Thurgau – Verschiedene Studien belegen ein erhöhtes gesundheitliches Risiko für Kinder von Migrationsfamilien aus verschiedenen Ländern. Mit dem Projekt Miges Balù soll die Chancengleichheit für ein gesundes Leben dieser Kinder verbessert werden. - I.D.
Miges Balù ist ein Projekt bei der Mütter- und Väterberatung im Kanton Thurgau. Migrationsfamilien mit Kindern sollen, wie alle jungen Eltern, von der bewährten Unterstützung durch eine Mütterberaterin profitieren können. Mütterberaterinnen unterstützen Familien mit Kindern ab der Geburt bis zum Kindergarteneintritt bei Fragen rund um Ernährung, Schlafen, gesunde Entwicklung, Stillen und Erziehen und verweisen sie, wenn nötig, an weitere Angebote im Gesundheits- und Sozialwesen. Im Beratungsalltag zeigt sich aber, dass Familien mit Migrationshintergrund die Beratungsstellen bedeutend weniger häufig aufsuchen als Schweizer Familien. Oftmals erschweren mangelnde Sprachkenntnisse und kulturelle Missverständnisse auf beiden Seiten ein optimales Beratungsgespräch.
Mittels interkultureller Vermittlung soll nun eine sprachliche und kulturelle Brücke für Migrationsfamilien zur bewährten Dienstleistung geschlagen werden. Ausgebildete Vermittlerinnen aus diversen im Thurgau relevanten Sprachgruppen können bei der Kontaktaufnahme und Beratung beigezogen werden. So werden Schwellenängste, Sprachbarrieren und Missverständnisse überwunden und die Teilnahme an einer Beratung erleichtert.
Ein Pilotprojekt
Auf Initiative des Kantonalen Aktionsprogramms «Thurgau bewegt», das von der Perspektive Thurgau umgesetzt wird, starteten die Mütter- und Väterberaterinnen im Kanton das Projekt Miges Balù. Caritas Thurgau stellt die Projektleiterin, welche die Schulung der Beraterinnen und die Ausbildung der interkulturellen Vermittlerinnen, sowie die ganze Projektorganisation gewährleistet.

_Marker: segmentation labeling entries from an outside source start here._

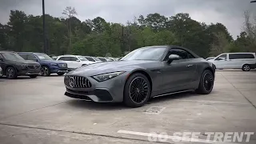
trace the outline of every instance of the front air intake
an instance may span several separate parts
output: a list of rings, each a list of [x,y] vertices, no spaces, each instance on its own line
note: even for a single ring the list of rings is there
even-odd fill
[[[90,88],[90,82],[85,77],[66,76],[64,79],[66,86],[72,88]]]

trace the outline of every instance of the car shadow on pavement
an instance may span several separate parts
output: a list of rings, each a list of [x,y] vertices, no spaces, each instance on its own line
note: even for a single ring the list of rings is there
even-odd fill
[[[67,102],[67,104],[77,107],[86,108],[89,110],[123,110],[129,109],[126,107],[123,103],[98,103],[94,102],[88,102],[78,99],[72,99]]]
[[[172,101],[174,99],[182,99],[189,97],[201,96],[197,94],[194,92],[185,92],[175,94],[170,94],[162,97],[157,97],[150,99],[145,106]],[[77,108],[85,108],[89,110],[126,110],[130,109],[130,107],[126,106],[122,102],[119,103],[98,103],[94,102],[88,102],[84,100],[72,99],[67,102],[67,104],[77,107]]]
[[[200,96],[200,94],[197,94],[194,91],[168,94],[165,96],[153,98],[148,101],[147,104],[154,104],[154,103],[158,103],[158,102],[162,102],[166,101],[172,101],[174,99],[182,99],[182,98],[194,97],[194,96]]]

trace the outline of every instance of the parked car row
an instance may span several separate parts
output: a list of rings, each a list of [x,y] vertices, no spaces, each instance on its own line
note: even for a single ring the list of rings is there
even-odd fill
[[[26,61],[15,52],[0,51],[0,67],[2,75],[14,79],[19,75],[36,78],[41,74],[41,66],[34,61]]]
[[[54,58],[54,59],[53,59]],[[69,70],[97,62],[116,61],[114,58],[82,55],[52,56],[43,53],[0,51],[0,76],[16,78],[20,75],[36,78],[56,73],[63,75]]]
[[[255,53],[224,53],[206,60],[213,62],[217,70],[242,69],[250,71],[256,68]]]

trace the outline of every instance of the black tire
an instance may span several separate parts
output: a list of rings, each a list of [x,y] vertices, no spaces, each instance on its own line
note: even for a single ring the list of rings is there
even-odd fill
[[[201,94],[209,94],[214,88],[214,74],[209,70],[205,70],[201,75],[198,88],[195,91]]]
[[[151,86],[149,79],[141,73],[130,75],[125,85],[124,103],[129,107],[142,106],[150,98]]]
[[[243,65],[242,67],[242,71],[250,71],[250,65]]]
[[[58,75],[63,75],[65,73],[57,73]]]
[[[49,76],[50,74],[50,71],[48,66],[42,66],[41,67],[42,76]]]
[[[30,75],[30,77],[32,78],[35,78],[38,77],[38,75]]]
[[[6,70],[6,78],[9,79],[15,79],[18,77],[17,71],[14,67],[9,66]]]

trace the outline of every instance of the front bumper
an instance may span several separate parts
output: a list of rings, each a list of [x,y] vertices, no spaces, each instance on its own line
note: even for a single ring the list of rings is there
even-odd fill
[[[256,63],[255,63],[255,64],[251,64],[251,65],[250,65],[250,67],[251,69],[255,69],[255,68],[256,68]]]
[[[67,77],[68,75],[66,75],[65,78]],[[97,102],[121,102],[123,101],[123,90],[126,79],[126,73],[102,82],[98,82],[90,77],[86,77],[86,78],[90,82],[91,87],[73,88],[68,82],[65,82],[66,88],[65,95]]]
[[[67,73],[67,67],[50,66],[50,73]]]
[[[41,75],[41,70],[19,70],[18,75]]]

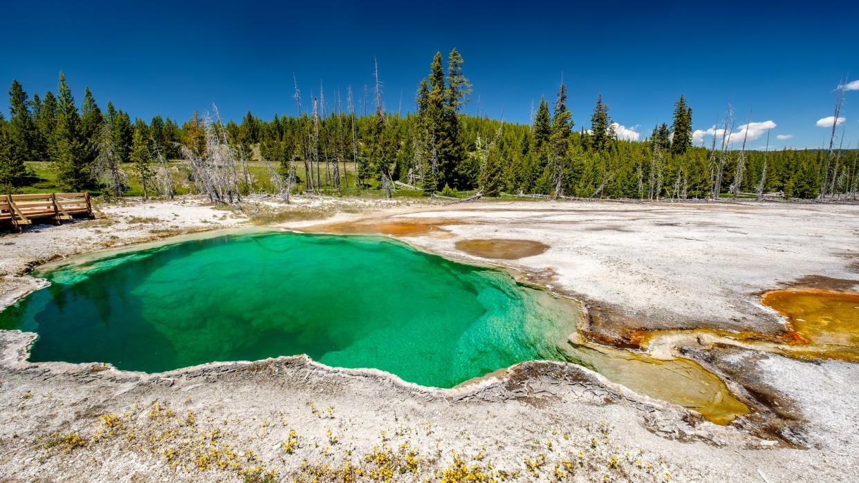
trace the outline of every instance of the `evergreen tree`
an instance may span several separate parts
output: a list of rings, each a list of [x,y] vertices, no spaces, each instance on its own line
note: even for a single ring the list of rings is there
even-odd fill
[[[555,101],[555,117],[551,120],[551,156],[553,169],[553,193],[557,197],[564,194],[564,161],[570,148],[570,131],[573,127],[572,113],[567,109],[567,87],[561,84]]]
[[[453,178],[455,164],[449,159],[450,136],[448,120],[450,116],[445,109],[444,68],[442,66],[442,52],[436,52],[430,65],[430,92],[427,96],[427,130],[437,157],[436,169],[436,186],[449,184]]]
[[[52,166],[60,186],[80,191],[90,182],[87,148],[82,140],[81,118],[75,106],[75,98],[62,72],[59,75],[58,92],[57,124],[52,136],[50,150]]]
[[[549,103],[545,98],[540,98],[537,115],[534,117],[534,125],[532,128],[531,150],[539,151],[549,141],[551,126],[549,118]]]
[[[149,141],[153,142],[153,148],[156,148],[161,155],[167,155],[169,142],[167,139],[164,119],[161,116],[153,116],[149,121]]]
[[[498,137],[501,134],[501,128],[496,134],[496,138],[490,143],[486,151],[485,160],[480,167],[479,187],[480,190],[486,196],[497,196],[501,194],[502,172],[503,170],[503,159],[502,158],[501,148],[498,147]]]
[[[25,160],[37,160],[37,153],[34,152],[34,142],[36,137],[36,127],[30,117],[27,106],[27,93],[18,81],[12,81],[9,89],[9,136],[15,144],[13,150],[15,156],[20,157],[18,162],[23,166]]]
[[[27,175],[23,155],[18,149],[11,124],[0,112],[0,195],[22,184]]]
[[[81,105],[81,142],[84,145],[86,162],[91,165],[98,155],[99,136],[101,136],[101,126],[105,122],[101,110],[95,104],[93,93],[87,88],[83,94],[83,104]]]
[[[38,160],[47,160],[50,159],[53,145],[53,130],[57,125],[57,98],[51,91],[45,94],[45,99],[42,100],[35,120],[36,145],[34,150],[37,153],[36,158]]]
[[[179,144],[182,142],[182,130],[170,118],[164,121],[164,157],[173,160],[179,157]]]
[[[612,119],[608,117],[608,106],[603,104],[602,94],[596,99],[594,115],[591,117],[590,145],[594,151],[605,151],[612,138]]]
[[[671,131],[668,124],[662,123],[661,125],[653,128],[652,136],[653,148],[666,153],[671,148]]]
[[[468,103],[468,94],[472,93],[472,84],[462,73],[462,56],[454,48],[448,57],[448,88],[445,120],[447,123],[447,142],[442,145],[446,172],[453,172],[454,184],[460,190],[473,186],[480,166],[466,154],[460,126],[460,108]]]
[[[203,119],[197,111],[191,115],[188,122],[182,124],[182,143],[197,155],[202,155],[206,150],[206,133],[204,130]]]
[[[149,187],[152,179],[152,152],[149,151],[149,145],[146,130],[138,124],[132,135],[131,160],[143,185],[144,200],[149,198]]]
[[[674,124],[671,127],[673,136],[671,140],[671,153],[683,154],[692,147],[692,108],[686,106],[686,100],[674,104]]]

Ausgangspunkt bildeten verschiedene Gesundheitsstudien, die Projektidee aus dem Kanton St. Gallen und eine Situationsanalyse bei den Beratungsstellen zur Erreichbarkeit der ausländischen Eltern im eigenen Kanton. Erwartungsgemäss bestätigte sich ein Bedarf an Massnahmen zur nachhaltigen Erreichbarkeit von Migrationsfamilien und deren Beratungsbedarf in den Bereichen Ernährung, Übergewicht, Bewegung, allgemeine Gesundheit, Zahngesundheit und frühe Förderung.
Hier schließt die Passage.